Leverage metrics provided by ZDM Proxy
This topic provides detailed information about the metrics captured by ZDM Proxy and explains how to interpret the metrics.
Benefits
ZDM Proxy gathers a large number of metrics, which allows you to gain deep insights into how it is operating with regard to its communication with client applications and clusters, as well as its request handling.
Having visibility on all aspects of ZDM Proxy’s behavior is extremely important in the context of a migration of critical client applications, and is a great help in building confidence in the process and troubleshooting any issues.
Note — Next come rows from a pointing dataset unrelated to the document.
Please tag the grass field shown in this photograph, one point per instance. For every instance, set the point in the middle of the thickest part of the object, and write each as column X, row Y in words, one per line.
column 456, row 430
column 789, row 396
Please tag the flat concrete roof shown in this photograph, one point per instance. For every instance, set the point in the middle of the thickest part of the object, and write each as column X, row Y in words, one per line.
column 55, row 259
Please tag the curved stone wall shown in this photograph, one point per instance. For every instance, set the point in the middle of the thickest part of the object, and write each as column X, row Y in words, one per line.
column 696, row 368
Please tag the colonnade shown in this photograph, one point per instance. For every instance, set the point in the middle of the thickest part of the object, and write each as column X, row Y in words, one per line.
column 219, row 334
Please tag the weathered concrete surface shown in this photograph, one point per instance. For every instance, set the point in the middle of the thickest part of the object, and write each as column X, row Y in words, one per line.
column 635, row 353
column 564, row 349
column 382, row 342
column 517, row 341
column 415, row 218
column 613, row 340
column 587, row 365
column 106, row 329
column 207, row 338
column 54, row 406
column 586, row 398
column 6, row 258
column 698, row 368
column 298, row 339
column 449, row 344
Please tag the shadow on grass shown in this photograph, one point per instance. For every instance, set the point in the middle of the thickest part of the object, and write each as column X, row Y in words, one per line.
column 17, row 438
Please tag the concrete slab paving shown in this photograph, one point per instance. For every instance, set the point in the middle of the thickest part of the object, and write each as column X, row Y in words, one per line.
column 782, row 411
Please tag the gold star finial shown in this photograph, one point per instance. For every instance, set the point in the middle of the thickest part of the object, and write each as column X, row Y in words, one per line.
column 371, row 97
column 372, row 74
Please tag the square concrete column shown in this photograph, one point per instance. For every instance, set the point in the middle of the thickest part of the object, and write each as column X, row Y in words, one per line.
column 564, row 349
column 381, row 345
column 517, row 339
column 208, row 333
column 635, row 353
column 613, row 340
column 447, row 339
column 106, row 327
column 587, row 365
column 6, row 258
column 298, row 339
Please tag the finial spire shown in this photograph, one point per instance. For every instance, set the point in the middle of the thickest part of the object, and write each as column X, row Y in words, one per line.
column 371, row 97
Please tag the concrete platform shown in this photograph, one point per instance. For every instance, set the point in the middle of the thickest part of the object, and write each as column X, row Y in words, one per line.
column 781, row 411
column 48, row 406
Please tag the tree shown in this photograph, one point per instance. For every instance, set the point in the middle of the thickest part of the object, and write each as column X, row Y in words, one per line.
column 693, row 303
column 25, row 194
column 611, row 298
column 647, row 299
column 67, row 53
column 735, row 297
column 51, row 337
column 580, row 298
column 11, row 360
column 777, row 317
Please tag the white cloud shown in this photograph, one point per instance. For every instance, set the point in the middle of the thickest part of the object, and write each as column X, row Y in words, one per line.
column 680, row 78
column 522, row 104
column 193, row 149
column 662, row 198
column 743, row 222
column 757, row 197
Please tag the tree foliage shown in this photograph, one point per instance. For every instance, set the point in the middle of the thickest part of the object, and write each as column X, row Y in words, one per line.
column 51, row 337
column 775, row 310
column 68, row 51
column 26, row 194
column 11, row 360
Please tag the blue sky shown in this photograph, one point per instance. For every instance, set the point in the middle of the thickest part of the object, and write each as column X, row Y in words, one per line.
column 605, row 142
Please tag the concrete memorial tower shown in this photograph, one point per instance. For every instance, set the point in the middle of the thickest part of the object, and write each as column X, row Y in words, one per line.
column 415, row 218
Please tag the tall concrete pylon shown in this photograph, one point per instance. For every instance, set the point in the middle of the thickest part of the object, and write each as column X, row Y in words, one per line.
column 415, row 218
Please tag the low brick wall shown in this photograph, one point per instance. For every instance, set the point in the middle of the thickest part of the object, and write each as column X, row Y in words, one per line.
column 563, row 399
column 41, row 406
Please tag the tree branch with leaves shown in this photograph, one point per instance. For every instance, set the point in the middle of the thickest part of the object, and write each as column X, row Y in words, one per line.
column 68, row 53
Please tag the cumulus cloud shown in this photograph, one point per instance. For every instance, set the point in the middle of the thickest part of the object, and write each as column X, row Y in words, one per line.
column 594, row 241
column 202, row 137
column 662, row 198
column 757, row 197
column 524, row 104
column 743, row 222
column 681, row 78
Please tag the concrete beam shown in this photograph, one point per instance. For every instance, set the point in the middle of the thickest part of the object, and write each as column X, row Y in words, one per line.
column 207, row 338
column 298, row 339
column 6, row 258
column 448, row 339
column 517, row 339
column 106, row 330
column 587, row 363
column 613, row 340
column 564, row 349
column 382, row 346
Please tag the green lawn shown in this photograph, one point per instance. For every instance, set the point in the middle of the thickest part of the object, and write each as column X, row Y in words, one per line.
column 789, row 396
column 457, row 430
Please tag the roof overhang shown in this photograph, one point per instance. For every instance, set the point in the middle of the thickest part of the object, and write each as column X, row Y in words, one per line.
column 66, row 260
For this reason, we strongly encourage you to monitor ZDM Proxy, either by deploying the self-contained monitoring stack provided by ZDM Proxy Automation or by importing the pre-built Grafana dashboards in your own monitoring infrastructure.
Retrieving the ZDM Proxy metrics
ZDM Proxy exposes an HTTP endpoint that returns metrics in the Prometheus format.
ZDM Proxy Automation can deploy Prometheus and Grafana, configuring them automatically, as explained here. The Grafana dashboards are ready to go with metrics that are being scraped from the ZDM Proxy instances.
If you already have a Grafana deployment then you can import the dashboards from the two ZDM dashboard files from this ZDM Proxy Automation GitHub location.
Grafana dashboard for ZDM Proxy metrics
There are three groups of metrics in this dashboard:
-
Proxy level metrics
-
Node level metrics
-
Asynchronous read requests metrics

Proxy-level metrics
-
Latency
-
Read Latency: Total latency measured by ZDM Proxy per read request, including post-processing, such as response aggregation. This metric has two labels:
reads_origin
andreads_target
. The label that has data depends on which cluster is receiving the reads, which is the current primary cluster. -
Write Latency: Total latency measured by ZDM Proxy per write request, including post-processing, such as response aggregation. This metric is measured as the total latency across both clusters for a single bifurcated write request.
-
-
Throughput (same structure as the previous latency metrics):
-
Read Throughput
-
Write Throughput
-
-
In-flight requests
-
Number of client connections
-
Prepared Statement cache:
-
Cache Misses: meaning, a prepared statement was sent to ZDM Proxy, but it wasn’t on its cache, so the proxy returned an
UNPREPARED
response to make the driver send thePREPARE
request again. -
Number of cached prepared statements.
-
-
Request Failure Rates: the number of request failures per interval. You can set the interval in the
Error Rate interval
dashboard variable at the top.-
Connect Failure Rate: one
cluster
label with two settings,origin
andtarget
, which represent the cluster to which the connection attempt failed. -
Read Failure Rate: one
cluster
label with two settings,origin
andtarget
. The label that contains data depends on which cluster is currently considered the primary, the same as the latency and throughput metrics explained above. -
Write Failure Rate: one
failed_on
label with three settings,origin
,target
, andboth
.-
failed_on=origin
: the write request failed on the origin only. -
failed_on=target
: the write request failed on the target only. -
failed_on=both
: the write request failed on both the origin and target clusters.
-
-
-
Request Failure Counters: Number of total request failures (resets when the ZDM Proxy instance is restarted)
-
Connect Failure Counters: the same labels as the connect failure rate.
-
Read Failure Counters: the same labels as the read failure rate.
-
Write Failure Counters: the same labels as the write failure rate.
-
To see error metrics by error type, see the node-level error metrics on the next section.
Node-level metrics
-
Latency: Node-level latency metrics report combined read and write latency per cluster, not per request. For latency by request type, see Proxy-level metrics.
-
Origin: Latency, as measured by ZDM Proxy, up to the point that it received a response from the origin connection.
-
Target: latency, as measured by ZDM Proxy, up to the point it received a response from the target connection.
-
-
Throughput: same as node level latency metrics, reads and writes are mixed together.
-
Number of connections per origin node and per target node.
-
Number of Used Stream Ids:
-
Tracks the total number of used stream ids ("request ids") per connection type (
Origin
,Target
, andAsync
).
-
-
Number of errors per error type per origin node and per target node. Possible values for the
error
type label:-
error=client_timeout
-
error=read_failure
-
error=read_timeout
-
error=write_failure
-
error=write_timeout
-
error=overloaded
-
error=unavailable
-
error=unprepared
-
Asynchronous read requests metrics
These metrics are only recorded if you enable asynchronous dual reads.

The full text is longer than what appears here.